Der Rest ist Beziehungsarbeit im besten Sinn: fast täglich im Camp, zwischendurch im Büro des Bürgermeisters, bei der Polizei, der Küstenwache oder bei lokalen und internationalen NGOs. Viele Treffen entstehen spontan. Nicht nur weil die griechische Alltagskultur weniger terminfixiert ist, sondern auch, weil sich Informationen in diesem Umfeld selten planen lassen. «Es ist eine der Herausforderungen meines Alltags: null Struktur, ich gebe mir alles selber vor», sagt sie dazu.
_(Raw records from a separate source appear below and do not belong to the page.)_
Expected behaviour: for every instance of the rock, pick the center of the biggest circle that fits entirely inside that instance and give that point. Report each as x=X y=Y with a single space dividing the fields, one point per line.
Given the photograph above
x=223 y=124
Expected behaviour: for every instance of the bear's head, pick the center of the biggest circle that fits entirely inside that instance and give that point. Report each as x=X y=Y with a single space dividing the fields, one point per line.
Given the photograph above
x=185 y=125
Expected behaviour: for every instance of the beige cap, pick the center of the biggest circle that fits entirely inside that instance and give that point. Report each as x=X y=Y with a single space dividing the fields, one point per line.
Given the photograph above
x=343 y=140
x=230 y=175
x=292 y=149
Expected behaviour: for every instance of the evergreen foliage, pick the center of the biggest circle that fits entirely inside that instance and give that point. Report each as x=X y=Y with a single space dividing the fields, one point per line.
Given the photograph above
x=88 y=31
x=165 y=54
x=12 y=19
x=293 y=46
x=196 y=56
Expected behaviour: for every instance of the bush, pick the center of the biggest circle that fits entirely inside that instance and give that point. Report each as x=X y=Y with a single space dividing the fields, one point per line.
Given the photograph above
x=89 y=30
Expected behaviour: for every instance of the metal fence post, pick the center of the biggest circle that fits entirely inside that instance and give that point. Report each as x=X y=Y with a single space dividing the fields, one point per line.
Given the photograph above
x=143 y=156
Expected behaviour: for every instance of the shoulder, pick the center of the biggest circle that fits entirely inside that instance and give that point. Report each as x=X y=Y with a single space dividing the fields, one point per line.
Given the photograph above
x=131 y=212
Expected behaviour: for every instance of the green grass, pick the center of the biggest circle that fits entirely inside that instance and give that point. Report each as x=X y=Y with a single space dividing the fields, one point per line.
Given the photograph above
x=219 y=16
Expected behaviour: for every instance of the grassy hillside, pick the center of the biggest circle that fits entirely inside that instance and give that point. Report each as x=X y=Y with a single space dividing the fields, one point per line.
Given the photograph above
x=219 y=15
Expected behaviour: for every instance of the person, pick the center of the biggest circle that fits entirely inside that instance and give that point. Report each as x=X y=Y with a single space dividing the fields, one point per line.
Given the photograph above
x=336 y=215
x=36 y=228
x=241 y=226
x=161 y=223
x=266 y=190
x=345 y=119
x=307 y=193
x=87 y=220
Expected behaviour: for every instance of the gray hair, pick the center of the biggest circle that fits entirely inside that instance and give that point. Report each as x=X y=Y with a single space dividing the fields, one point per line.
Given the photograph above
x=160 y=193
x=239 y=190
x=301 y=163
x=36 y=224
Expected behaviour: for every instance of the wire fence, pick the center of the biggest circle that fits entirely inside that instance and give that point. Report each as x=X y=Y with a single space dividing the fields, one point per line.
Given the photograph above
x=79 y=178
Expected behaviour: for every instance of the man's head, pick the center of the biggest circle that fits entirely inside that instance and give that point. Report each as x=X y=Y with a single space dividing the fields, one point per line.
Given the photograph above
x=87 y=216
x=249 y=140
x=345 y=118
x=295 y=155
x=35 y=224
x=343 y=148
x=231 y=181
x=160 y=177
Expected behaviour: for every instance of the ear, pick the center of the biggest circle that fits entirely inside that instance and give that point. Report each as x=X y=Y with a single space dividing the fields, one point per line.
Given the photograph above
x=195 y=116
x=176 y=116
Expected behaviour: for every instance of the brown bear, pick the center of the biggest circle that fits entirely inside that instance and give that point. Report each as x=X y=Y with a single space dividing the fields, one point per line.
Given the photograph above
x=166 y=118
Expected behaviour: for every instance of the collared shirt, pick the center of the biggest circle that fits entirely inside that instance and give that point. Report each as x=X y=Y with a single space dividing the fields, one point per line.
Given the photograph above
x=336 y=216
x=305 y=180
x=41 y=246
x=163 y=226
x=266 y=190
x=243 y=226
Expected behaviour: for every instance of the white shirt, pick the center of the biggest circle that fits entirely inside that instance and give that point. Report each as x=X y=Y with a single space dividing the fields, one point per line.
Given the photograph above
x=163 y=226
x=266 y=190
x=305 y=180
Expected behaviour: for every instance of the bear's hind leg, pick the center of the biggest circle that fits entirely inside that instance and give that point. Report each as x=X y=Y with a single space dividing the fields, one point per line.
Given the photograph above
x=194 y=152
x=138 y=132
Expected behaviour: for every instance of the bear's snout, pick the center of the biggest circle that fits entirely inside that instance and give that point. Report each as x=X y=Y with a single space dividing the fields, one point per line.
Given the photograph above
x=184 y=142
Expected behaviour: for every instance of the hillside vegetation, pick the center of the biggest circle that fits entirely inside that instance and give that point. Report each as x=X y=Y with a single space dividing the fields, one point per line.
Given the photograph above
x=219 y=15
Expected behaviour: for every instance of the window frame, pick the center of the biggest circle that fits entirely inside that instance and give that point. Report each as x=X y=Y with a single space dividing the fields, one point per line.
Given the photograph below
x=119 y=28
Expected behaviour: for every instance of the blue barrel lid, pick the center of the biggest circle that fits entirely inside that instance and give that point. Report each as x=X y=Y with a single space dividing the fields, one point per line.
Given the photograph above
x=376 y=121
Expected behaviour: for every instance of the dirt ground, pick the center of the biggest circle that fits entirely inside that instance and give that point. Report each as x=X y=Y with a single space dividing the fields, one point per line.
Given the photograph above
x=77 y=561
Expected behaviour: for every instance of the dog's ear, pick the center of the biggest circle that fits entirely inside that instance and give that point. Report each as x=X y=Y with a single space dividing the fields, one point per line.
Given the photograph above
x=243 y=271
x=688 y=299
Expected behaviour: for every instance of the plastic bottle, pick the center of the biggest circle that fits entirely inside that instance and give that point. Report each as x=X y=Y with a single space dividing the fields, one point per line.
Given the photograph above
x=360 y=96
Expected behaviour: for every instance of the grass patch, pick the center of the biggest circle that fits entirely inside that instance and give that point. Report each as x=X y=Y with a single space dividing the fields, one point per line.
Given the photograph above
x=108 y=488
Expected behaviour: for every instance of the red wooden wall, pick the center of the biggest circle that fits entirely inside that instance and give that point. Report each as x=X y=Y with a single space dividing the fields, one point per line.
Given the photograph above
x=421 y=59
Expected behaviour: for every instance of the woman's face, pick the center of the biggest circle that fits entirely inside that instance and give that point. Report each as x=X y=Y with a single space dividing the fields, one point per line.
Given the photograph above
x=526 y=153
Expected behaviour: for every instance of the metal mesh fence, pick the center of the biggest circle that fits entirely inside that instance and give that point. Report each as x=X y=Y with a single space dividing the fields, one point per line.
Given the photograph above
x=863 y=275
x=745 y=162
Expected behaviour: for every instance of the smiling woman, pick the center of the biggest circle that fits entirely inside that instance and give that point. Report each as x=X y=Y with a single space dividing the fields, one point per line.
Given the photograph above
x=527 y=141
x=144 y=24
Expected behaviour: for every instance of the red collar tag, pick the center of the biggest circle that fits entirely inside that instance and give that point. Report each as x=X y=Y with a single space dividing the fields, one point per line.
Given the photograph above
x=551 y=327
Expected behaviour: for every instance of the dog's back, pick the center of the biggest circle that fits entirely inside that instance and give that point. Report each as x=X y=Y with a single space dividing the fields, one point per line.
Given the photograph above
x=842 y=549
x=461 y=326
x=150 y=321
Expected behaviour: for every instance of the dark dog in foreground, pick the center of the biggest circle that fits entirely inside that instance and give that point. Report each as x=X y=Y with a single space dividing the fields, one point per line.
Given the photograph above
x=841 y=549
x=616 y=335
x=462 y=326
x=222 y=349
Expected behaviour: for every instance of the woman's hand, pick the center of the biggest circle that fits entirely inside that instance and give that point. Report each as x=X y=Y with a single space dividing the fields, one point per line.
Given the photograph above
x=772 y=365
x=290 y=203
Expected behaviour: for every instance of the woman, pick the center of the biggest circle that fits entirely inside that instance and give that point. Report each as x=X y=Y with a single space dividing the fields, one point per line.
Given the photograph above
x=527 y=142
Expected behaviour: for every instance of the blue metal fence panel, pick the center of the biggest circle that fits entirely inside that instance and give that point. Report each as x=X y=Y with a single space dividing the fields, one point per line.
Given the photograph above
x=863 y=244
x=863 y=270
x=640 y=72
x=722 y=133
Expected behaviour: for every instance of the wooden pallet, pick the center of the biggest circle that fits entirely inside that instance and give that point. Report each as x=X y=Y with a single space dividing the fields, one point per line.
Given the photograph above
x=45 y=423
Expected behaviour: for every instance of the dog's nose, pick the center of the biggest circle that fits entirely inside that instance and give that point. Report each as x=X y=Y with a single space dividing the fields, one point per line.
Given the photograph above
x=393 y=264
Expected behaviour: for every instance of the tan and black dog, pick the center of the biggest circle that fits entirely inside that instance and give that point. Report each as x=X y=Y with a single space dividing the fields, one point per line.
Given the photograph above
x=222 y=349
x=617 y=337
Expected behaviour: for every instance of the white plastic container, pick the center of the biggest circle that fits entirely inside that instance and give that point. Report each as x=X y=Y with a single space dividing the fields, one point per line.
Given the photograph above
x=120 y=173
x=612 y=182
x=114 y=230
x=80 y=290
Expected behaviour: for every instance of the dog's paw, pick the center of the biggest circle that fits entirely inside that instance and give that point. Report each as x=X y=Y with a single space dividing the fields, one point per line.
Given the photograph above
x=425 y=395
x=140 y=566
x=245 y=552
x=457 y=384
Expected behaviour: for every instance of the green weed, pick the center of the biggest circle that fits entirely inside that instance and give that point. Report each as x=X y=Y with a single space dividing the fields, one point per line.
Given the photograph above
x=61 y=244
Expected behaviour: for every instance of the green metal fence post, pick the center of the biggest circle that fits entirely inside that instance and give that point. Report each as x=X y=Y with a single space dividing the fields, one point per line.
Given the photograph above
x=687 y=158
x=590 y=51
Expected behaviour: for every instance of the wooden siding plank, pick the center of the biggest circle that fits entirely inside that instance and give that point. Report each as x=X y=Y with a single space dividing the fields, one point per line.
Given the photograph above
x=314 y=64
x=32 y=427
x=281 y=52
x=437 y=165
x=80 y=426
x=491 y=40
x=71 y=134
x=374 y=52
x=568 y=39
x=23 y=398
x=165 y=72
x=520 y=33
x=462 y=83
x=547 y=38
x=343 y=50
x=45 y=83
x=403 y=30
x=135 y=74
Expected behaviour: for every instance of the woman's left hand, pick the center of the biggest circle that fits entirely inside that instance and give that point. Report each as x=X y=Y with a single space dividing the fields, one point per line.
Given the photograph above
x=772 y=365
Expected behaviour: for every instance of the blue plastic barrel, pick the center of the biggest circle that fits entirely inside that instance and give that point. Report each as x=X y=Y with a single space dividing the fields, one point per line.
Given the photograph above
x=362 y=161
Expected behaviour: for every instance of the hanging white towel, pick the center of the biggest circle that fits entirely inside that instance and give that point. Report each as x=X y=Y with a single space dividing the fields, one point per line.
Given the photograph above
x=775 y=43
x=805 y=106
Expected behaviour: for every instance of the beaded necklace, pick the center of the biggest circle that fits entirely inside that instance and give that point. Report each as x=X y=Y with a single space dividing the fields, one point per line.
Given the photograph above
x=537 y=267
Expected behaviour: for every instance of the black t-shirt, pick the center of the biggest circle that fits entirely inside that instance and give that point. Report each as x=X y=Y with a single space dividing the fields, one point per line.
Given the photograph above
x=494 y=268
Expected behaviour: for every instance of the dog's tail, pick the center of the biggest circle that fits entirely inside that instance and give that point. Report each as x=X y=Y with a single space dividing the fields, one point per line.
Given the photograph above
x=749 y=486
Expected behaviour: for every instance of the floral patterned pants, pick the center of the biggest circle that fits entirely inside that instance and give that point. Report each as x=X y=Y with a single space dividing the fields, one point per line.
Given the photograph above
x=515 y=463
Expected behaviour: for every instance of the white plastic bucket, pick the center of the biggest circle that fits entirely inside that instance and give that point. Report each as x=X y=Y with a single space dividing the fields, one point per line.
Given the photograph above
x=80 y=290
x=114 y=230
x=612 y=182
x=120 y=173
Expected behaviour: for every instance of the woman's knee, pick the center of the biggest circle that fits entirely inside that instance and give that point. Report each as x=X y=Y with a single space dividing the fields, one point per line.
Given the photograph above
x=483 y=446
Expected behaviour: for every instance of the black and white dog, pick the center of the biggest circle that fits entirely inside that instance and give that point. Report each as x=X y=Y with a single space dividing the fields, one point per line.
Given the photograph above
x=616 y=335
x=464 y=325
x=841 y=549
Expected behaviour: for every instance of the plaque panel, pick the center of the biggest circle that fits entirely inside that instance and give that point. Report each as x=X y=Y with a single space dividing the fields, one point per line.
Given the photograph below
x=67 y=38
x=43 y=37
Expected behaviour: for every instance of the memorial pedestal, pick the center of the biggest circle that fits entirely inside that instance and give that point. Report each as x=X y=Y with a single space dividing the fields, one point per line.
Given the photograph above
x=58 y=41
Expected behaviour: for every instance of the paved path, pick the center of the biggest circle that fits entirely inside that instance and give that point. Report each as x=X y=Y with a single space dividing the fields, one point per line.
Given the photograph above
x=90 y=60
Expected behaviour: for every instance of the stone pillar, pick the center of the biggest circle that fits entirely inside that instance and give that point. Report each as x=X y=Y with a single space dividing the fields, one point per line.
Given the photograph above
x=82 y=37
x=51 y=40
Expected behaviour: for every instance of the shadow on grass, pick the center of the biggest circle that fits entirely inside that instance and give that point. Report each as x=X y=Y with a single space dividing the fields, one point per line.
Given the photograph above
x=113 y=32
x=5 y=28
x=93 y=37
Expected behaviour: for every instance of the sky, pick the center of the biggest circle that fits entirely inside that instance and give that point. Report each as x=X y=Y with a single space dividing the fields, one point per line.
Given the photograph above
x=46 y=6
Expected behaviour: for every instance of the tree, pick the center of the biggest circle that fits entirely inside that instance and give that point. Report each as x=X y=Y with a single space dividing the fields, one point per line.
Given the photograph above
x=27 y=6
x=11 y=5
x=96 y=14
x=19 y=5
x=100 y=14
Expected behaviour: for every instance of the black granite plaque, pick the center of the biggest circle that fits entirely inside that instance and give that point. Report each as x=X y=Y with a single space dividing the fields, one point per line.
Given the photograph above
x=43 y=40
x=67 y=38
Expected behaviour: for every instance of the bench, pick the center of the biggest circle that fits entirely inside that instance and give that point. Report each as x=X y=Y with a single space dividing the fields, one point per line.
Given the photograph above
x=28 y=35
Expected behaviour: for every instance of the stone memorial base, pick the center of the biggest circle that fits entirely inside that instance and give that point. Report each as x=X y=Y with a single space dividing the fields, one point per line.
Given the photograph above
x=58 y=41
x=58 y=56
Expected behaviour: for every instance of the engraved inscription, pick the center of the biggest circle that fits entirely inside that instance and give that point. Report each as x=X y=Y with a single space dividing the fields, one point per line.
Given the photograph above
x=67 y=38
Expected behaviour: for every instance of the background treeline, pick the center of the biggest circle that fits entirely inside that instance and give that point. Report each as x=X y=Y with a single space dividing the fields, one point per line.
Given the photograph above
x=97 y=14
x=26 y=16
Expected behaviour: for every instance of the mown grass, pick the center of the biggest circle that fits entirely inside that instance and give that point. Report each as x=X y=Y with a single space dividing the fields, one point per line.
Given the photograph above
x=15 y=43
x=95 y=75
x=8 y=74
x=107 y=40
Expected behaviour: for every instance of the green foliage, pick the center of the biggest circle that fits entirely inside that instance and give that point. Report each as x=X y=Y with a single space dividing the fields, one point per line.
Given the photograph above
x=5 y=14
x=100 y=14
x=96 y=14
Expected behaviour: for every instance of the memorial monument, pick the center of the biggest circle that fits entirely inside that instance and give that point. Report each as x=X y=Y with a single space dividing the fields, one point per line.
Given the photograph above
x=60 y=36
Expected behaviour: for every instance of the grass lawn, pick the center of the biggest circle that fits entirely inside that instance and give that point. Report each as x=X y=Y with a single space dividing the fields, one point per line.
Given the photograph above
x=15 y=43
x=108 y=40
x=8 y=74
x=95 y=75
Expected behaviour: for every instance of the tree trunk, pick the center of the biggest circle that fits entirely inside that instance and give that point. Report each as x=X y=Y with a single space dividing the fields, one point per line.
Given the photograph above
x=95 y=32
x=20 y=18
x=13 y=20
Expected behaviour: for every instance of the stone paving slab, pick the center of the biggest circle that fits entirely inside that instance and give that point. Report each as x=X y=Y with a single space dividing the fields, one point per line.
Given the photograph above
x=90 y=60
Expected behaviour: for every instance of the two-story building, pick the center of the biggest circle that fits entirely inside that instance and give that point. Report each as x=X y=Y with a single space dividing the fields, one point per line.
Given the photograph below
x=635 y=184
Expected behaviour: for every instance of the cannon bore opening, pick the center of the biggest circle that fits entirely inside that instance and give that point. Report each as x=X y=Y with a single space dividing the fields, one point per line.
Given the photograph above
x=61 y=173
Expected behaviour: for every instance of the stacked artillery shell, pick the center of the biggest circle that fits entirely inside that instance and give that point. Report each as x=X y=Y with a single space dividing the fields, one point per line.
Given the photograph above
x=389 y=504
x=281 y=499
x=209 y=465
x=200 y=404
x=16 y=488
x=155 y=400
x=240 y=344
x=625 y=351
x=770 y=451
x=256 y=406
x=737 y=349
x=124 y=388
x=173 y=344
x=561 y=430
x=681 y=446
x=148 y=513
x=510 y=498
Klassische 9-to-5-Arbeitszeiten sind auf Samos kaum möglich.

Aktuell beschäftigen sie Themen wie die Vorbereitung auf den Winter im Camp, ausreichend Heizmöglichkeiten, Decken und Kleidung sowie die Frage, ob und wie sich verändernde Fluchtrouten, etwa über Kreta, auf die Inseln auswirken. Gleichzeitig hält sie engen Kontakt nach Athen und Brüssel, um Beobachtungen einzuordnen und Prioritäten abzustimmen.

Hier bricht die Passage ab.